La fascination pour l’image n’est par nouvelle… elle rencontre d’abord son public chez les illettrés qui trouvent là un moyen de comprendre qu’ils n’ont pas dans le texte. Ils savent d’ailleurs que cela constitue pour eux une discrimination fondamentale. C’est probablement pour des raisons de cet ordre que l’image a autant de mal à avoir droit de cité dans nos établissements. Du coup l’image s’est souvent limitée à des lignes de textes, enrichies parfois, d’un croquis, d’un schéma, d’une photo. Les difficultés pour le cinéma et encore davantage pour la télévision d’entrer dans le champ de l’enseignement scolaire, à l’instar de l’image tient non seulement à cette réputation négative de facilité de compréhension, mais, et c’est totalement paradoxal à la polysémie de l’image fixe et encore plus animée, et désormais interactive.

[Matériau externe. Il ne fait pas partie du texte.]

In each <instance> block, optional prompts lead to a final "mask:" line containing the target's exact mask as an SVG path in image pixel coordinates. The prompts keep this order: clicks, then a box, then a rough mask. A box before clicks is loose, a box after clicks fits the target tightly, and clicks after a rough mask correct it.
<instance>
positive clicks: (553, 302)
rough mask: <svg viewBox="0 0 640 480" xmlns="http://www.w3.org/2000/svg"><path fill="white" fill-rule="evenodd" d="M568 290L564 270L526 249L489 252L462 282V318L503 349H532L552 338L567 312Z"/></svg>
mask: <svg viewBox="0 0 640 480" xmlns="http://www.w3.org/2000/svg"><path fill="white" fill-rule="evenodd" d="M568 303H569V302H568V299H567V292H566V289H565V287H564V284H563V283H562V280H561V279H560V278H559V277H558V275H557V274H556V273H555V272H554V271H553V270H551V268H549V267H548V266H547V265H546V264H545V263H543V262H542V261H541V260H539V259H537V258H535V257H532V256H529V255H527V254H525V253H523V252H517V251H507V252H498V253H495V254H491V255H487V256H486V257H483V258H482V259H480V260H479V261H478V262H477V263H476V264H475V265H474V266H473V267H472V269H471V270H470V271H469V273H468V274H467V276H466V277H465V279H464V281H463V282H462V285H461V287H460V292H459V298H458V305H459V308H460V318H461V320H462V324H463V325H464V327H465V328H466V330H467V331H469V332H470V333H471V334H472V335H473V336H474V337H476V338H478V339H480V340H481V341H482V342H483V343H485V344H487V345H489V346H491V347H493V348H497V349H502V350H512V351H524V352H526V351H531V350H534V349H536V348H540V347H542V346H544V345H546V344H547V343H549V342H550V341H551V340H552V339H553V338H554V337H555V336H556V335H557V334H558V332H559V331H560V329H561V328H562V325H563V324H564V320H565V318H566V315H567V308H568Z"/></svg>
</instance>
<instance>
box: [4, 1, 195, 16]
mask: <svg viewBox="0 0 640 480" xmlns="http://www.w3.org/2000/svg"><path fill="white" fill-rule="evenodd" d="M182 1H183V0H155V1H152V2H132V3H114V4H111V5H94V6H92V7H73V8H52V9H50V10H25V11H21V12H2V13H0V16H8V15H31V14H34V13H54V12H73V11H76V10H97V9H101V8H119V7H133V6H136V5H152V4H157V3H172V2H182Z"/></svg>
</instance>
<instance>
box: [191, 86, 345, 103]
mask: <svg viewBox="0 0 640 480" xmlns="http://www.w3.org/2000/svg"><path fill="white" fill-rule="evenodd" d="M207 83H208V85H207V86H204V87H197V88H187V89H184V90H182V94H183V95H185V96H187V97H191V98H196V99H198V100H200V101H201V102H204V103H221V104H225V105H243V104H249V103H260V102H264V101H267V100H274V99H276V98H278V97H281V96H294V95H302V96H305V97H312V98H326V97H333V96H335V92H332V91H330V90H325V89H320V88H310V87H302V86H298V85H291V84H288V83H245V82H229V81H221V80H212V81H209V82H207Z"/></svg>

L’écrit c’est d’abord une image avant d’être des signes, des mots, des signifiants. Boris Cyrulnik rappelle l’importance de l’image dans notre cerveau, en particulier pour ce qui est du travail de la mémoire et surtout de la remémoration. Marqués que nous sommes par la place prise par l’écrit comme passage incontournable de l’apprentissage, en particulier scolaire (cf. Comenius, la grande didactique), nous avons oublié que l’usage de l’image, fixe animée, photographique ou dessinée et peinte, numérique ou analogique sont omniprésentes et sont, avec le langage oral, à la base de la socialisation humaine. Lire un livre en silence, voici l’injonction redoutable qui fait de la page écrite, l’écran premier de l’école.

On se rassurera en se disant que dans une salle de classe, en particulier d’école primaire, les murs sont couverts de documents de toutes sortes, images d’abord pouvant être texte aussi. Il est d’ailleurs intéressant d’analyser l’espace de classe en regardant ces affichages, cet environnement graphique des élèves. On y repère qu’en primaire le visuel graphique est encore très présent et que petit à petit, au cours de la scolarité, les murs des classes se vident, Tandis que pendant ce temps les écrans analogiques puis numériques ont envahit la vie quotidienne.

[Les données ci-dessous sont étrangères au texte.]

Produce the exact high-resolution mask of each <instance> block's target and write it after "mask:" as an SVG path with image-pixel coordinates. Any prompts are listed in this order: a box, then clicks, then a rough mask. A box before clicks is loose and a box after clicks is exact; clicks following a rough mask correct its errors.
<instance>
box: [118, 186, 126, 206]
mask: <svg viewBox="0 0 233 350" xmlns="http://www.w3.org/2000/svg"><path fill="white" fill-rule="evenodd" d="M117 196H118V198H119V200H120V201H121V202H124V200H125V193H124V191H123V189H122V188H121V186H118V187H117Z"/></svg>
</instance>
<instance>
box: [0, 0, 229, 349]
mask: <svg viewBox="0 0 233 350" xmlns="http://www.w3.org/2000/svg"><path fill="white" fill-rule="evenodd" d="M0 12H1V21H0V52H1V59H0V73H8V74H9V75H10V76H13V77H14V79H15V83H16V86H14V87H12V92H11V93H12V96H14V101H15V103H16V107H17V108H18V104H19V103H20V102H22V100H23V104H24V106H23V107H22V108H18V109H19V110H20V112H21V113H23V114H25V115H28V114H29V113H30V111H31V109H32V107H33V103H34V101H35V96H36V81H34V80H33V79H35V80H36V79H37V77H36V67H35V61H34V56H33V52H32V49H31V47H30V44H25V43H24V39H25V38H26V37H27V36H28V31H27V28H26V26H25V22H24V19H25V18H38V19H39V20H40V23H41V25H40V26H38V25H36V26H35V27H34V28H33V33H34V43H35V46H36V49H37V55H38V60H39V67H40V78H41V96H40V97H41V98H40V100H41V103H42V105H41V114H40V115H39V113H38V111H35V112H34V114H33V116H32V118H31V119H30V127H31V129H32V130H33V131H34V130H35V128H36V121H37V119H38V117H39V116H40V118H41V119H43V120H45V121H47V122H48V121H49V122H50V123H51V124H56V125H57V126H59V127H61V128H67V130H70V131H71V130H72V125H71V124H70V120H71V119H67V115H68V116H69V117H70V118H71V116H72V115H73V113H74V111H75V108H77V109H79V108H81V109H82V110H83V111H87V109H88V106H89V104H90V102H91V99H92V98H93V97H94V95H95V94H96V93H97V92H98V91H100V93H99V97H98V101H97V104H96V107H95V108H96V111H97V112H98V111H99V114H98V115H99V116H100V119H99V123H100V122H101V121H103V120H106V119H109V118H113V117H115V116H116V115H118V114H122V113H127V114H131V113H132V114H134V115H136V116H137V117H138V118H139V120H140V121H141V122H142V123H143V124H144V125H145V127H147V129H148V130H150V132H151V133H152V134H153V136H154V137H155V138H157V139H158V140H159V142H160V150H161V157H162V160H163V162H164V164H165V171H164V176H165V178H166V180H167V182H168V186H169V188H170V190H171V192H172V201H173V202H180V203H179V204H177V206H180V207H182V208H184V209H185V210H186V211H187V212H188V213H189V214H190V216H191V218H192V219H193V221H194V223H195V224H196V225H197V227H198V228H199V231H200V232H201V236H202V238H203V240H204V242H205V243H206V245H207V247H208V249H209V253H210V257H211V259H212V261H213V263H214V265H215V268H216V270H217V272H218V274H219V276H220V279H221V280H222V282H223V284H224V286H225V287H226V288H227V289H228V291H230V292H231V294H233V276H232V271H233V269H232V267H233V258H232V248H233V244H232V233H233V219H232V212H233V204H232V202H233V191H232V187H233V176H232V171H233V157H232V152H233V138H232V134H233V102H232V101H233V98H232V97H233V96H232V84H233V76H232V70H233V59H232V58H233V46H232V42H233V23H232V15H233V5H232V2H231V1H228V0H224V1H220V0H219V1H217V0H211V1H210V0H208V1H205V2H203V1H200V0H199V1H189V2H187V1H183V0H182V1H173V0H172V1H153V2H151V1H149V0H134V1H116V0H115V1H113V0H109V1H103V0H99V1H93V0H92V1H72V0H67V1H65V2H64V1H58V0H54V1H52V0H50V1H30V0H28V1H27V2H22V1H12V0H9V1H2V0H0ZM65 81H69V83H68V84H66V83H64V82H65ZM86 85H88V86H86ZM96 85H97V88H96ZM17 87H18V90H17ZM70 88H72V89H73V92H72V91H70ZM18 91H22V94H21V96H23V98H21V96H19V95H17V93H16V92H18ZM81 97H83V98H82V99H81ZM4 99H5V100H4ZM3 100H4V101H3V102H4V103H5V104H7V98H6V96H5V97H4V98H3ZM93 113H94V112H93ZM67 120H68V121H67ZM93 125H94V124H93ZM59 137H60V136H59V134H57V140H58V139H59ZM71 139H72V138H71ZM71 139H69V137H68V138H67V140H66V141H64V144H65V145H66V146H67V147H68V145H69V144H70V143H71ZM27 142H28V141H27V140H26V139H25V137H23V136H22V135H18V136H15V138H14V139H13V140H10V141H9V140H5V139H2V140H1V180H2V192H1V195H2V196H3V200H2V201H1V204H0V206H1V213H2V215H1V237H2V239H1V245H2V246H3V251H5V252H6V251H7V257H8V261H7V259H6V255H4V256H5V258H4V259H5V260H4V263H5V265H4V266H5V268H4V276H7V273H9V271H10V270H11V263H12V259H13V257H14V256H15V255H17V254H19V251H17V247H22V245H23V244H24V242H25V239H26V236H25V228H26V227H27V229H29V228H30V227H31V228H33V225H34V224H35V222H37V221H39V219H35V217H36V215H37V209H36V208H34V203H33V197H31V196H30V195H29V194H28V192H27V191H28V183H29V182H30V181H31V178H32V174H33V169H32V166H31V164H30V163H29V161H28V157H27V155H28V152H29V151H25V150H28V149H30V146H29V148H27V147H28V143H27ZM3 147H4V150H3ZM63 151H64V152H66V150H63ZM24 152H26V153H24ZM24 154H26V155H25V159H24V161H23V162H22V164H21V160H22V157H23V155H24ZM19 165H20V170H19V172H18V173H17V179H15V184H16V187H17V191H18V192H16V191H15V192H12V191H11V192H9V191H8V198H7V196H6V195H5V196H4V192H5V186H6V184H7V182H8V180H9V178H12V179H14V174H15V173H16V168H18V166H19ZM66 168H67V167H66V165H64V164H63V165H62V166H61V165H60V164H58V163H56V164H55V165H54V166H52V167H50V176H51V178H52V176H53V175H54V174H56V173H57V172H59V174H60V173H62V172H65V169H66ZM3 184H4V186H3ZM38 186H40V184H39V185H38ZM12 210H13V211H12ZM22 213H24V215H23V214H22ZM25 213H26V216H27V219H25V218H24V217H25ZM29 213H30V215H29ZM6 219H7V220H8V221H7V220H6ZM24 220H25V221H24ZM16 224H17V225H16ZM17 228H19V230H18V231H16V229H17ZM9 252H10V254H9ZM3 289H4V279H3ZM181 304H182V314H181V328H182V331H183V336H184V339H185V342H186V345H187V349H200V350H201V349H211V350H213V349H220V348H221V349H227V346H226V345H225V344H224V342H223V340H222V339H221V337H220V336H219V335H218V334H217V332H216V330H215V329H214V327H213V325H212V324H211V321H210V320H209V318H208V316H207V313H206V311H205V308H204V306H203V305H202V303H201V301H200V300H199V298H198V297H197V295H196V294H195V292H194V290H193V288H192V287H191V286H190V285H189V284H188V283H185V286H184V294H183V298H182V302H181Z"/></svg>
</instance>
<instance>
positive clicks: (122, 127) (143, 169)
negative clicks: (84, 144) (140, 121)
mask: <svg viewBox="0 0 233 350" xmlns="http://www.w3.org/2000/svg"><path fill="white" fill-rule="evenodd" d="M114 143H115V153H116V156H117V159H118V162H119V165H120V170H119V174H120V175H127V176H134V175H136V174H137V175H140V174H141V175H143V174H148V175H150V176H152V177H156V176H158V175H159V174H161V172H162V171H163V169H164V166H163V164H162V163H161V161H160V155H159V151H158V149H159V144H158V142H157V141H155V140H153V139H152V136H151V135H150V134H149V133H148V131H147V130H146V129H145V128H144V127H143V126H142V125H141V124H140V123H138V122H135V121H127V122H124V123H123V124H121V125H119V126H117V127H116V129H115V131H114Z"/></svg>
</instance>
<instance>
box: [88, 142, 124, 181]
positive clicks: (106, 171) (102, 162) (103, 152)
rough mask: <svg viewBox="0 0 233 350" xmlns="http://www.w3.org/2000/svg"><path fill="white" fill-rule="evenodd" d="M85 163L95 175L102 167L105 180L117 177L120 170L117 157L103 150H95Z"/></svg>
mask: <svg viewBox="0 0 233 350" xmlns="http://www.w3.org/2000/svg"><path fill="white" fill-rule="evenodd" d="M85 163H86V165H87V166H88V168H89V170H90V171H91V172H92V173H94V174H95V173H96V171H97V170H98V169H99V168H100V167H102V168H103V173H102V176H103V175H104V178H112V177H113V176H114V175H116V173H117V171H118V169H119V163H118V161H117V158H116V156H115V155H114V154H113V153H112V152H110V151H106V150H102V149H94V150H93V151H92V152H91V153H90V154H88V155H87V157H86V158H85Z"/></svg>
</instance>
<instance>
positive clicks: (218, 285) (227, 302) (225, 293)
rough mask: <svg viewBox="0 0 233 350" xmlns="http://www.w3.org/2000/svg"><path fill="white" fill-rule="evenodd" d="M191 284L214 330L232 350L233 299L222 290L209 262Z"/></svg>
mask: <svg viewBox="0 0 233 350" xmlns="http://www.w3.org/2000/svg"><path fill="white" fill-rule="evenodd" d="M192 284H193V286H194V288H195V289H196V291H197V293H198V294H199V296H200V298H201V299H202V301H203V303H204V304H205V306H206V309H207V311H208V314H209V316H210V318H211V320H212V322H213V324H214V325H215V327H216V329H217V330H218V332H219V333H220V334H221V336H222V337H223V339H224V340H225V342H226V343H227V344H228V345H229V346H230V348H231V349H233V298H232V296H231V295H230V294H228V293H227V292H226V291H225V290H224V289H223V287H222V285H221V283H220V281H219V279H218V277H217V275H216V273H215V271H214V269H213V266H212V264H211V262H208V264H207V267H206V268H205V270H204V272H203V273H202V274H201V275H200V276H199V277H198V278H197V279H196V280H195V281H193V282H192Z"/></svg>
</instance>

Ce qui caractérise l’évolution du monde scolaire actuel et qui se voit c’est la multiplication des écrans, parfois accompagnée de la diminution (souhaitée mais pas toujours réalisée) des quantités de papier consommés. Le photocopieur et autres imprimantes sont ces machines à fabriquer des écrans personnels que l’on pourra distribuer dans la classe. Cela se produira jusqu’au jour où l’écran papier sera réellement remplacé par l’écran numérique. On peu raisonnablement penser que le développement des tablettes numériques viendra abonder cette mutation, mais dans combien de temps ? Car nous n’en sommes qu’au démarrage, que les concepts évoluent et que l’engouement pour les Tableaux Blancs Numérique n’est pas terminé, malgré les déceptions d’usage dans de nombreux établissements…

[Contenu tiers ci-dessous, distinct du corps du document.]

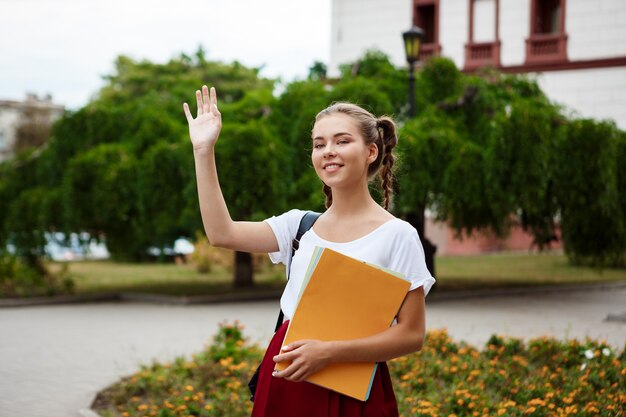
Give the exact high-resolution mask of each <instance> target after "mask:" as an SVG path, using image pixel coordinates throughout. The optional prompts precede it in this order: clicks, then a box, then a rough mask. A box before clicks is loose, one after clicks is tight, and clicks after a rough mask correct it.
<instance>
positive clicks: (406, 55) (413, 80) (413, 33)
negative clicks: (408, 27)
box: [402, 26, 424, 118]
mask: <svg viewBox="0 0 626 417" xmlns="http://www.w3.org/2000/svg"><path fill="white" fill-rule="evenodd" d="M402 38H403V39H404V52H405V54H406V61H407V62H408V63H409V118H412V117H415V73H414V70H415V68H414V64H415V63H416V62H417V61H419V57H420V49H421V47H422V39H424V31H423V30H422V29H420V28H418V27H417V26H413V27H412V28H411V29H409V30H407V31H406V32H404V33H403V34H402Z"/></svg>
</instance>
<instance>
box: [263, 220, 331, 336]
mask: <svg viewBox="0 0 626 417" xmlns="http://www.w3.org/2000/svg"><path fill="white" fill-rule="evenodd" d="M321 214H322V213H317V212H314V211H307V212H306V214H305V215H304V216H302V219H300V226H298V233H296V237H295V239H294V240H293V241H292V242H291V259H290V260H289V269H288V270H287V281H289V276H290V275H291V260H293V255H294V254H295V253H296V250H298V248H299V247H300V239H302V235H303V234H305V233H306V232H307V231H308V230H309V229H310V228H311V227H313V224H314V223H315V221H316V220H317V218H318V217H319V216H320V215H321ZM283 319H284V314H283V310H282V309H280V313H278V321H277V322H276V329H275V330H274V333H276V332H277V331H278V329H279V327H280V326H281V325H282V324H283Z"/></svg>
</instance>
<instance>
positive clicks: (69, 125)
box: [0, 49, 286, 264]
mask: <svg viewBox="0 0 626 417" xmlns="http://www.w3.org/2000/svg"><path fill="white" fill-rule="evenodd" d="M105 80H106V82H107V83H106V85H105V86H104V87H103V88H102V89H101V90H100V91H99V92H98V93H97V94H96V95H95V96H94V99H93V100H92V101H91V102H90V103H89V104H87V105H86V106H85V107H83V108H82V109H80V110H78V111H77V112H74V113H69V112H68V113H66V114H65V115H64V117H63V118H62V119H61V120H60V121H59V122H58V123H57V124H56V125H55V126H54V127H53V134H52V138H51V139H50V141H49V143H48V144H47V146H46V147H45V148H42V149H40V150H38V151H37V152H36V153H32V152H26V153H23V154H22V155H20V156H19V157H18V158H17V159H16V160H15V161H11V162H10V163H7V164H3V165H2V168H0V195H2V197H3V199H2V204H0V213H1V214H2V215H3V216H2V221H1V224H0V245H2V246H3V245H4V244H5V243H7V242H11V243H13V244H14V245H15V246H16V248H17V250H18V253H19V254H20V256H25V255H26V254H28V255H29V256H30V257H31V261H29V262H31V263H33V264H35V263H36V261H35V258H38V257H42V256H44V251H43V245H44V244H45V240H44V233H45V232H47V231H50V232H52V231H64V232H66V234H67V235H69V233H70V232H76V231H82V232H88V233H89V234H90V235H91V236H92V238H93V239H97V240H101V241H106V243H107V247H108V249H109V251H110V252H111V254H112V255H113V257H114V258H115V259H119V260H121V259H124V260H143V259H146V258H147V253H146V249H147V248H148V247H150V246H157V247H160V248H163V247H166V246H170V245H172V243H173V241H174V240H175V239H177V238H178V237H181V236H187V237H192V236H194V235H195V232H196V231H198V230H201V229H202V224H201V217H200V213H199V208H198V203H197V187H196V184H195V170H194V164H193V153H192V151H191V146H190V142H189V137H188V128H187V122H186V120H185V117H184V114H183V111H182V103H183V102H184V101H187V102H189V103H190V105H191V107H192V108H195V100H193V99H194V91H195V90H196V89H198V88H199V87H200V86H201V85H202V84H203V83H206V82H207V81H210V83H211V85H216V86H218V91H219V101H220V108H221V109H222V112H224V114H225V115H226V116H225V128H224V130H225V131H226V133H227V134H228V132H229V131H232V132H244V131H245V132H246V133H245V135H244V134H243V133H241V134H239V133H238V134H239V137H238V138H237V139H241V140H245V141H247V142H248V143H247V145H246V144H245V143H241V142H240V143H239V144H238V145H237V146H238V147H237V146H234V145H232V144H231V145H224V144H228V142H229V140H228V139H225V140H223V141H221V142H220V145H218V146H220V147H222V148H224V149H227V148H228V149H230V151H227V153H228V152H230V154H229V158H230V160H229V161H228V162H229V163H230V164H232V166H233V167H236V169H233V170H231V171H230V172H231V173H232V172H235V171H236V172H239V171H242V172H247V173H250V174H249V175H247V177H246V178H249V179H257V181H253V182H250V181H248V182H247V183H246V184H240V185H242V186H244V187H254V188H241V187H240V188H239V189H236V186H235V185H234V182H235V181H236V180H237V177H235V176H232V175H230V177H228V176H224V177H223V178H221V179H222V180H223V182H224V183H225V184H226V188H227V189H229V190H231V191H230V193H229V195H231V196H233V195H237V198H238V199H239V200H241V204H239V206H236V207H234V208H235V212H236V213H235V214H237V217H239V218H245V216H247V215H248V214H241V215H239V212H241V211H245V213H249V215H250V216H254V219H259V217H261V216H263V215H264V214H267V213H271V214H274V213H275V212H276V211H278V210H281V209H283V208H284V199H285V192H284V190H283V187H281V186H280V184H277V181H276V179H277V178H278V176H279V175H280V174H279V171H278V168H277V167H278V166H281V164H282V167H284V165H286V164H285V163H284V161H285V160H284V159H281V157H282V155H283V153H282V152H281V147H280V146H279V145H277V144H276V143H277V141H278V140H279V139H277V137H276V135H275V134H274V133H273V131H272V129H270V128H269V127H268V124H267V123H265V122H262V119H266V118H267V117H268V114H269V113H271V110H270V109H271V108H272V105H273V103H274V101H275V99H274V97H273V95H272V88H273V84H274V82H273V81H272V80H267V79H262V78H259V76H258V70H257V69H250V68H246V67H244V66H242V65H241V64H239V63H237V62H234V63H232V64H225V63H221V62H211V61H208V60H207V59H206V58H205V55H204V51H202V50H201V49H199V50H198V51H197V52H196V53H195V55H194V56H193V57H189V56H187V55H184V54H181V56H180V57H177V58H173V59H171V60H170V61H169V62H167V63H164V64H161V63H152V62H149V61H136V60H133V59H131V58H129V57H125V56H120V57H119V58H118V59H117V60H116V62H115V70H114V71H113V73H112V74H111V75H109V76H106V77H105ZM192 100H193V101H192ZM240 125H241V126H246V127H245V128H241V127H240ZM254 129H258V132H261V135H260V136H256V135H254V134H253V130H254ZM258 132H257V133H258ZM222 142H223V143H222ZM272 142H273V143H274V144H271V143H272ZM231 143H232V142H231ZM251 143H254V144H255V145H254V146H252V147H250V146H249V145H250V144H251ZM268 144H270V146H269V147H268V148H267V149H264V146H265V145H268ZM238 152H241V154H239V153H238ZM274 152H275V153H274ZM242 167H246V168H245V169H242ZM259 167H263V170H262V173H261V174H259V173H258V172H257V170H259ZM248 189H255V190H259V191H258V192H257V194H256V195H255V196H254V197H253V198H251V197H249V196H245V194H247V190H248ZM242 190H246V191H243V192H242ZM261 190H263V193H261ZM259 197H262V198H259ZM257 202H258V204H257ZM244 204H245V205H246V207H245V209H243V208H242V207H243V205H244ZM260 204H262V205H260Z"/></svg>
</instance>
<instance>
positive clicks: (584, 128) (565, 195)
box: [555, 119, 626, 267]
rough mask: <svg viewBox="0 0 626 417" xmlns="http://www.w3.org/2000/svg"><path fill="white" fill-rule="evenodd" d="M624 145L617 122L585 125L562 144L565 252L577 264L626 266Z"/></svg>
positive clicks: (561, 172) (572, 121)
mask: <svg viewBox="0 0 626 417" xmlns="http://www.w3.org/2000/svg"><path fill="white" fill-rule="evenodd" d="M623 141H624V132H621V131H619V130H618V129H617V127H616V126H615V124H614V123H613V122H608V121H600V122H596V121H593V120H589V119H579V120H573V121H572V122H570V123H569V124H568V125H567V129H566V133H565V134H564V135H563V136H562V137H560V138H559V141H558V142H557V144H556V149H555V153H556V154H557V155H560V158H559V159H558V161H557V162H556V166H555V177H556V181H557V184H558V187H556V190H555V194H556V196H557V199H558V202H559V207H560V209H561V215H562V219H561V225H562V230H563V243H564V248H565V251H566V253H567V254H568V256H569V257H570V259H572V260H573V262H574V263H575V264H591V265H596V266H602V265H612V266H621V267H624V266H626V257H625V256H626V220H625V219H626V211H624V200H623V199H624V197H623V195H621V196H620V191H623V189H624V185H623V183H622V184H619V182H618V180H619V179H621V178H623V173H624V168H623V167H622V168H619V162H620V161H619V159H618V158H620V157H621V158H622V161H621V162H622V164H623V155H624V153H623V152H624V151H623V147H624V144H623ZM620 189H621V190H620Z"/></svg>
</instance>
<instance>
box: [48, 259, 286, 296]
mask: <svg viewBox="0 0 626 417" xmlns="http://www.w3.org/2000/svg"><path fill="white" fill-rule="evenodd" d="M48 265H49V267H50V269H51V270H53V271H54V270H58V269H60V268H61V263H60V262H50V263H49V264H48ZM69 273H70V277H71V278H72V279H73V280H74V282H75V284H76V294H97V293H106V292H135V293H152V294H168V295H180V296H182V295H187V296H192V295H208V294H221V293H233V292H250V291H251V290H250V289H238V290H235V289H233V287H232V281H233V277H232V272H230V271H227V270H226V268H224V267H219V266H218V267H214V268H213V270H212V271H211V272H210V273H207V274H200V273H198V272H197V271H196V269H195V266H194V265H193V264H184V265H176V264H156V263H154V264H153V263H149V264H133V263H118V262H111V261H78V262H71V263H70V264H69ZM283 277H284V268H280V267H279V266H264V267H263V268H262V270H261V271H260V272H258V273H255V277H254V280H255V288H257V289H282V288H283V281H284V278H283Z"/></svg>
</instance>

Livres scolaires, photocopies, tableaux de craie ou de feutres effaçables sont les premiers écrans de proximité de la classe. Les objets affichables, cartes, schémas, photographies, ont petit à petit pris une place dans les pratiques scolaires, mais sans remettre en cause l’écran personnel que constitue la feuille, la page. Dans la classe, deux espaces d’affichage s’affrontent ou se complètent : l’affichage collectif et l’affichage individuel. Ces deux espaces correspondent à deux logiques contradictoires : le collectif égalitaire, représenté par le tableau et l’enseignant, l’individuel concurrent, représenté par le cahier, par la feuille que l’on protège de son coude pour que le voisin, la voisine, ne regarde pas dessus, ne copie pas. Ainsi les écrans de l’école reproduisent cette contradiction fondamentale du système scolaire, dans un monde libéral, qui entend former collectivement pour assurer la réussite individuelle.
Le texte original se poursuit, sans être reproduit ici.